What Your ICH Q8 Design Space Needs: A Multivariate Predictive Distribution
John Peterson
Published in Pharmaceutical Manufacturing, 2009
Abstract: The ICH Q8 core definition of design space is by now somewhat familiar: “The multidimensional combination and interaction of input variables (e.g., material attributes) and process parameters that have been demonstrated to provide assurance of quality” [1]. This definition is ripe for interpretation. The phrase “multidimensional combination and interaction” underscores the need to utilize multivariate analysis and factorial design of experiments (DoE), while the words “input variables (e.g., material attributes) and process parameters” remind us of the importance of measuring the right variables.

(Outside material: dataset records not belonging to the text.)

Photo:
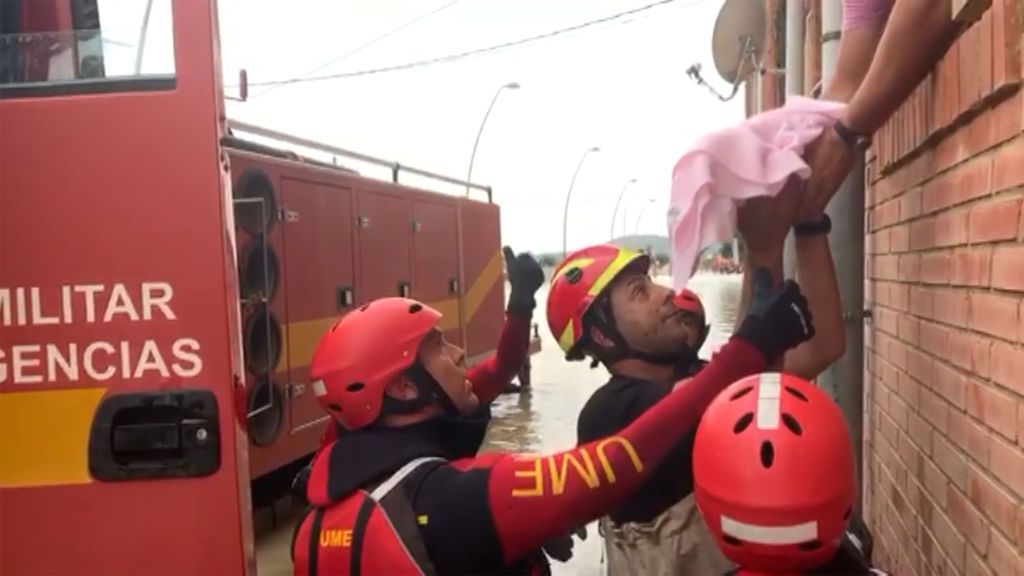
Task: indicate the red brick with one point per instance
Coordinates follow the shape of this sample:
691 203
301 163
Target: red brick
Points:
972 266
950 461
909 268
921 434
970 70
1008 465
994 220
1008 366
995 315
935 339
909 204
922 301
1008 166
961 347
969 519
949 539
976 565
971 180
995 503
921 367
923 234
1006 43
935 268
981 357
899 238
1008 268
909 329
951 306
936 410
899 412
1003 558
950 384
996 409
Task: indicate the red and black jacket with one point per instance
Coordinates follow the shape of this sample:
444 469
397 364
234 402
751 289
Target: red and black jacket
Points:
491 513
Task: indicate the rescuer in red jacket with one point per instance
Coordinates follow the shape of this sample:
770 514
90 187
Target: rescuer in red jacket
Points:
403 492
492 376
782 502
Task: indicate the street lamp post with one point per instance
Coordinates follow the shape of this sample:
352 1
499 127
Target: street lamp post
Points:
617 202
510 86
636 225
565 218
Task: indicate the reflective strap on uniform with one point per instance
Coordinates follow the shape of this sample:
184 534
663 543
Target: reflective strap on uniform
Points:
399 476
314 541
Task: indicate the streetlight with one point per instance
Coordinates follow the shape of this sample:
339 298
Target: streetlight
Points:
617 202
565 218
510 86
636 227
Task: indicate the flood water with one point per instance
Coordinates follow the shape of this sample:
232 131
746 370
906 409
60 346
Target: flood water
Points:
543 420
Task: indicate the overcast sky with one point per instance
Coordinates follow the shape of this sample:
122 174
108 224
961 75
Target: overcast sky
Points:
621 86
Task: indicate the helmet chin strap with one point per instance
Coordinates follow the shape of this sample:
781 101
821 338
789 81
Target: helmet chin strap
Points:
430 392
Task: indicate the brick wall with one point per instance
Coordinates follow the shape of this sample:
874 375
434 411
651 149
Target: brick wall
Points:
944 369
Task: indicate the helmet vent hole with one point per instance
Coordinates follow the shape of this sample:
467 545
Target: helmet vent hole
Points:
797 393
793 424
767 454
740 394
742 422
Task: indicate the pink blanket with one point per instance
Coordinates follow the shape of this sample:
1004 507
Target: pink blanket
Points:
724 168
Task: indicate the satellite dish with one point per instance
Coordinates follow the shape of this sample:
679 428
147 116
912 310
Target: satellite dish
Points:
738 39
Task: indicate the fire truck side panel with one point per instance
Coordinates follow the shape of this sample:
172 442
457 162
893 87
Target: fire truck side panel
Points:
483 304
320 276
435 259
117 266
385 240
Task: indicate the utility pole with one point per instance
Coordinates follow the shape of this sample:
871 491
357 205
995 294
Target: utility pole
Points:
845 379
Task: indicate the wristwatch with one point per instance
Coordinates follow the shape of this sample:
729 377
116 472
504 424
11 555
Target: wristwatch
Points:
813 228
855 141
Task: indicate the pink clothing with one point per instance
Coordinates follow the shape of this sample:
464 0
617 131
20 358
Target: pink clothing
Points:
859 12
724 168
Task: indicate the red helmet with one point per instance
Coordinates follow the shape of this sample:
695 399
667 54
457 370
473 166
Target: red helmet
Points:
782 496
581 280
364 352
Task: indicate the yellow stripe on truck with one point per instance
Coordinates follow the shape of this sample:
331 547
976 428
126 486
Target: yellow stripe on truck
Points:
301 337
44 437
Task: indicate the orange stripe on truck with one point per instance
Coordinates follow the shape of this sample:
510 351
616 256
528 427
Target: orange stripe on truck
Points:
44 437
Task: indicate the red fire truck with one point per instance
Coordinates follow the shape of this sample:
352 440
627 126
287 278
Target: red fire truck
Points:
163 284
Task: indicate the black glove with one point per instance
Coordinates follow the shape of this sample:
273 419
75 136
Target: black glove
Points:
561 548
778 319
526 277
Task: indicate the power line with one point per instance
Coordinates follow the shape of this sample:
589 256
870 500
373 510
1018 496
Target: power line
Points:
355 50
474 52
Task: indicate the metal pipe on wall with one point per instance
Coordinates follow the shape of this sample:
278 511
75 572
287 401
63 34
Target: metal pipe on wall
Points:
845 379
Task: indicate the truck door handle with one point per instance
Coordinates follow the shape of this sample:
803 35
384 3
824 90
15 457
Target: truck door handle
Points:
345 297
156 435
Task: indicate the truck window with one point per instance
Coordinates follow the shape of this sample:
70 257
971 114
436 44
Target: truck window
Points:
59 47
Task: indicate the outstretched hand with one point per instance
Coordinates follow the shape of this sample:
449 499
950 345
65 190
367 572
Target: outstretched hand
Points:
525 277
830 161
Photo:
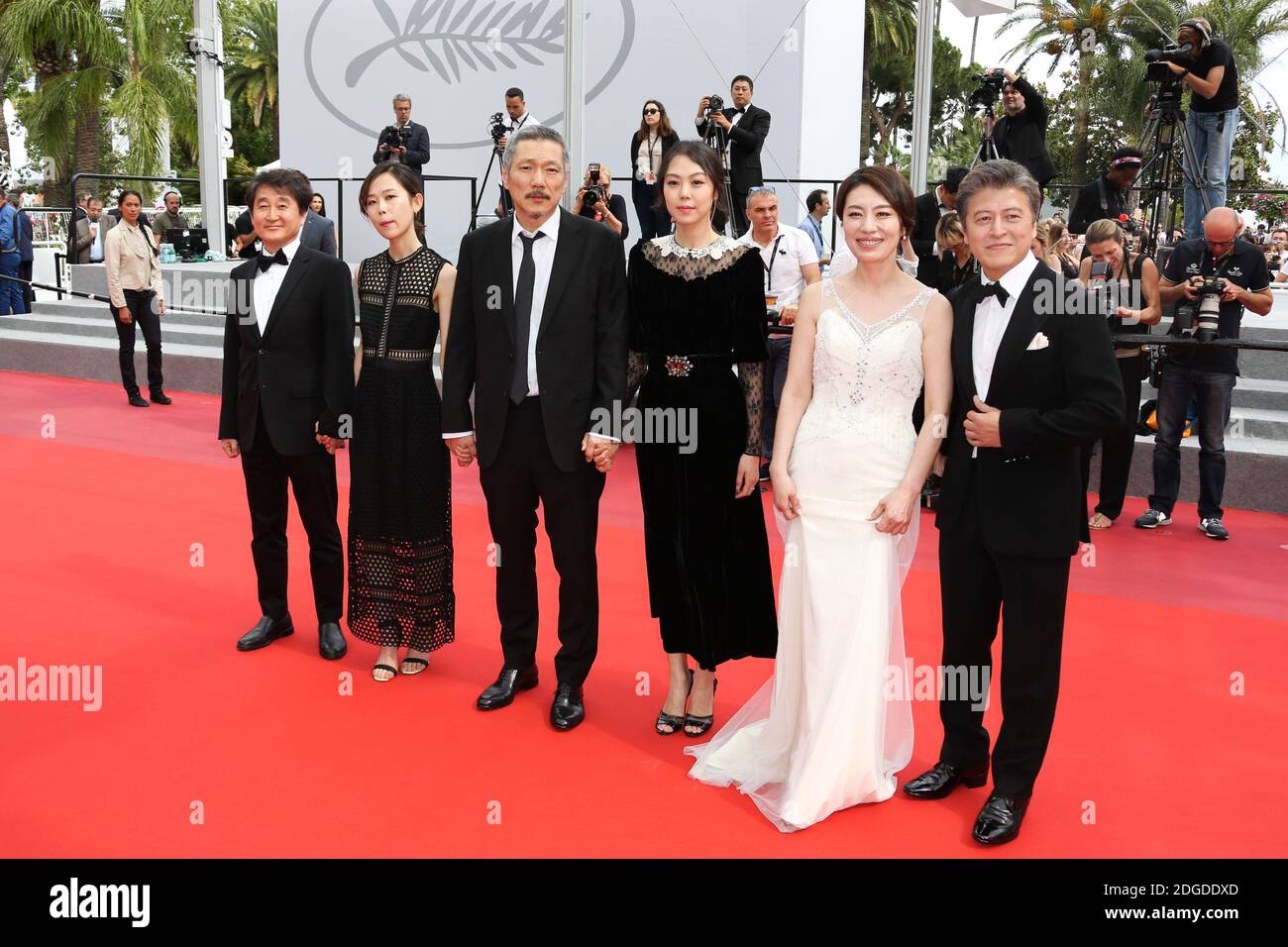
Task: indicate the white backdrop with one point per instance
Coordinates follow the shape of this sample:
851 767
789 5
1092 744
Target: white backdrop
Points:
342 62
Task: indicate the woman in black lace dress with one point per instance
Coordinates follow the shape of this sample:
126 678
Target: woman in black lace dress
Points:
697 309
399 495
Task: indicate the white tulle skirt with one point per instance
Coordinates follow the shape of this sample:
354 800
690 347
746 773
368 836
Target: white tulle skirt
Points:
833 724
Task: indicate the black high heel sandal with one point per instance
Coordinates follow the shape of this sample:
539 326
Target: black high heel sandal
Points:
703 722
674 720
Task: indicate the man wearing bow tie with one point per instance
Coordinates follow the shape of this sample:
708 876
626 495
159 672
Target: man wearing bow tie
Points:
742 131
286 389
930 208
1033 377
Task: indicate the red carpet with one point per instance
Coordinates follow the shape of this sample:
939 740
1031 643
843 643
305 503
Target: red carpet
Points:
1151 753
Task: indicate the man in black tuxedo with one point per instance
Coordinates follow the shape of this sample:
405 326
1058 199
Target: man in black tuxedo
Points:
742 131
286 392
1020 133
539 334
1033 377
930 208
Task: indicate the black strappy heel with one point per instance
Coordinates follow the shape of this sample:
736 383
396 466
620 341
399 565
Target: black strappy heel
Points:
703 722
674 720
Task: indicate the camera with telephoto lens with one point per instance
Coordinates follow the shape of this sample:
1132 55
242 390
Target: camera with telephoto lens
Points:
988 89
593 191
1205 312
395 137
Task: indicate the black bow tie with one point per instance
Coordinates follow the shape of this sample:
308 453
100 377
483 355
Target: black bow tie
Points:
982 291
265 261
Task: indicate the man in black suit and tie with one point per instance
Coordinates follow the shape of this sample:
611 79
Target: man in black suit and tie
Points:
741 131
1033 377
286 392
539 334
931 206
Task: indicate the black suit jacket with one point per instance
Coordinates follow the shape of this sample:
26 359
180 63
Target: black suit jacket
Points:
1051 398
581 341
746 141
1022 138
923 237
300 369
417 149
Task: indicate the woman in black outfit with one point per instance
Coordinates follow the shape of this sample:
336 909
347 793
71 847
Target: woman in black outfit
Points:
1137 275
648 146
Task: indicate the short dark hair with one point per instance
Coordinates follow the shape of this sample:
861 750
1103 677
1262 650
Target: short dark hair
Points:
406 178
284 179
704 158
887 180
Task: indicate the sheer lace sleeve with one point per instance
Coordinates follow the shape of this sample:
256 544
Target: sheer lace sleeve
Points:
636 368
752 376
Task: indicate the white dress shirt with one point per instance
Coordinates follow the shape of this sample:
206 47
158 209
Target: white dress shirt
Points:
267 283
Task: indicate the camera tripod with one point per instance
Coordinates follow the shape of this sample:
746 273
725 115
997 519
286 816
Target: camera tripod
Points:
1163 133
716 138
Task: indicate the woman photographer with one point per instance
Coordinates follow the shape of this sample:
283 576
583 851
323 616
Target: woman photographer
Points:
1107 244
648 145
609 209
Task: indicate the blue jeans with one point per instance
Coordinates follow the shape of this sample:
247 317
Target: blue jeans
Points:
1214 390
1212 150
11 292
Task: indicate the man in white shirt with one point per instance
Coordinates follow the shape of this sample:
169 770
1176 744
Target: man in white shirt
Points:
1034 377
791 263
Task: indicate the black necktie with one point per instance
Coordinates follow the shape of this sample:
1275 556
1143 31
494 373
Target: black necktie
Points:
265 261
523 317
982 291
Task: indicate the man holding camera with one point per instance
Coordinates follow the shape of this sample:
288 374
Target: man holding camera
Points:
1020 134
1209 69
1212 281
741 131
404 141
1106 197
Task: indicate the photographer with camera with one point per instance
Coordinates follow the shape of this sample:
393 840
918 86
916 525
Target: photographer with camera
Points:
404 141
1119 279
1106 197
1020 134
741 132
596 201
1211 281
1206 64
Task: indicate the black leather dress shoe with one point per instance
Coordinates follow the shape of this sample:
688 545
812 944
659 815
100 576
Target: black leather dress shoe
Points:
941 779
1000 819
331 643
266 631
501 692
567 710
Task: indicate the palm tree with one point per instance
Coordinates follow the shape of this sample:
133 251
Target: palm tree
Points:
1087 31
252 72
889 22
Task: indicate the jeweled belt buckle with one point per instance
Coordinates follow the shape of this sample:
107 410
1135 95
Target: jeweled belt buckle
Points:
678 367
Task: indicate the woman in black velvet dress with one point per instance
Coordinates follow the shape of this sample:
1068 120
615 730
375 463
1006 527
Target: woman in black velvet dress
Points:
697 311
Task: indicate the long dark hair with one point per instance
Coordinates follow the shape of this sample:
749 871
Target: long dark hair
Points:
664 123
704 158
406 178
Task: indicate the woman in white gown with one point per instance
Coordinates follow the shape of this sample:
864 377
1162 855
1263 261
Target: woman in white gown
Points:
833 724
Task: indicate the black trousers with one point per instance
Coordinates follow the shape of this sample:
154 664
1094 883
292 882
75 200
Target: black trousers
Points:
312 478
1116 449
522 474
975 585
142 307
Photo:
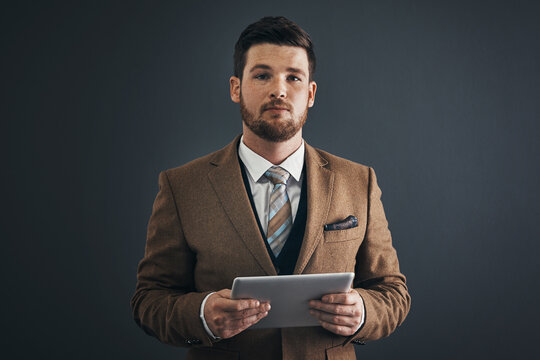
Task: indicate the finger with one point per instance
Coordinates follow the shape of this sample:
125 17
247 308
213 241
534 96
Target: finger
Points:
348 298
338 329
346 310
226 293
335 319
243 323
229 332
238 305
245 313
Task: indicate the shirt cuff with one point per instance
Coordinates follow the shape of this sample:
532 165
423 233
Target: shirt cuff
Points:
363 314
201 315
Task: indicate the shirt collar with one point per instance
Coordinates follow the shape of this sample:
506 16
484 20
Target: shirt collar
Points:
256 165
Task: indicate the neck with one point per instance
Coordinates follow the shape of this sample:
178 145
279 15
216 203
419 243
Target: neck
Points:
275 152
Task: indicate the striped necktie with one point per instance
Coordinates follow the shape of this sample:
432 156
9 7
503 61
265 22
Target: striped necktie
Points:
279 212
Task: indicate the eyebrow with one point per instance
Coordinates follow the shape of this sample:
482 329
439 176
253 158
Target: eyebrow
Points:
266 67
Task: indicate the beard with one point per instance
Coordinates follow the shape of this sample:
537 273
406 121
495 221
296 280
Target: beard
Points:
277 129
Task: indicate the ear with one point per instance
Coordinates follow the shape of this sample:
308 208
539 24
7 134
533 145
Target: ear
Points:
311 93
235 89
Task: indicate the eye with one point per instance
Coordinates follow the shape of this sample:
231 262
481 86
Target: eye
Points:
294 78
261 76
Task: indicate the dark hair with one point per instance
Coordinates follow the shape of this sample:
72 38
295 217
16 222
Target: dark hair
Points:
272 30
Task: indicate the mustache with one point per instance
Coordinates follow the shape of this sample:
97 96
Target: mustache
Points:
275 103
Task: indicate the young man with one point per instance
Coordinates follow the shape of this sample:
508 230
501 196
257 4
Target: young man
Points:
268 204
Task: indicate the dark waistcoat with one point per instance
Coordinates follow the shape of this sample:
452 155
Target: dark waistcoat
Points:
288 256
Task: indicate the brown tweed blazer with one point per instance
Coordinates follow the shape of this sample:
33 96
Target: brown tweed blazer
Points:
203 233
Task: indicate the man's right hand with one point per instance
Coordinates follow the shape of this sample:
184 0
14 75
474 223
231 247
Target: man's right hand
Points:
226 317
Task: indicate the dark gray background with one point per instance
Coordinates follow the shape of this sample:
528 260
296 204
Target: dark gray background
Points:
440 97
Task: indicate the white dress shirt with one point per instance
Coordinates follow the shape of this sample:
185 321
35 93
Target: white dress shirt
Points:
261 188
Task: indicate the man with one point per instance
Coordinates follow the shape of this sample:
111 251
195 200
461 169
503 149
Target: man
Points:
268 204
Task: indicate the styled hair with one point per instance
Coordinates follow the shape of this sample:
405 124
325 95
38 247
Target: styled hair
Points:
276 30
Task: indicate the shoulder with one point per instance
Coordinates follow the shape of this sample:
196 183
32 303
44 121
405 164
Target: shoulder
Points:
337 163
200 167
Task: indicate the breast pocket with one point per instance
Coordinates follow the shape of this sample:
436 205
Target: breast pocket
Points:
343 235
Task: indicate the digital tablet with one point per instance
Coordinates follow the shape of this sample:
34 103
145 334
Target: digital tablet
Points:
289 295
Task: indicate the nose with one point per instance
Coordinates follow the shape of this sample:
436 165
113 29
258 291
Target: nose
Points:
279 89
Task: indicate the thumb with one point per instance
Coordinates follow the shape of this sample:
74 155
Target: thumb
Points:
225 293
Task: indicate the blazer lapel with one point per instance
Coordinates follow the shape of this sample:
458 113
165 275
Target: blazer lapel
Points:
319 194
226 179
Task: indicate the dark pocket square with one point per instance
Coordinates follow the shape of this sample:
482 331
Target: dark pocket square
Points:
350 222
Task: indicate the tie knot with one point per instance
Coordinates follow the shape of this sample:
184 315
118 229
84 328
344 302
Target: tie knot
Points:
277 175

However, in presentations and articles discussing design space, not much focus has been given to the key phrase, “assurance of quality”. This does not seem justified, given that guidance documents such as ICH Q8, Q9, Q10, PAT, etc. are inundated with the words “risk” and “risk-based.” For any ICH Q8 design space constructed, surely the core definition of design space begs the question, “How much assurance?” [2]. How do we know if we have a “good” design space if we do not have a method for quantifying “How much assurance?” in a scientifically coherent manner?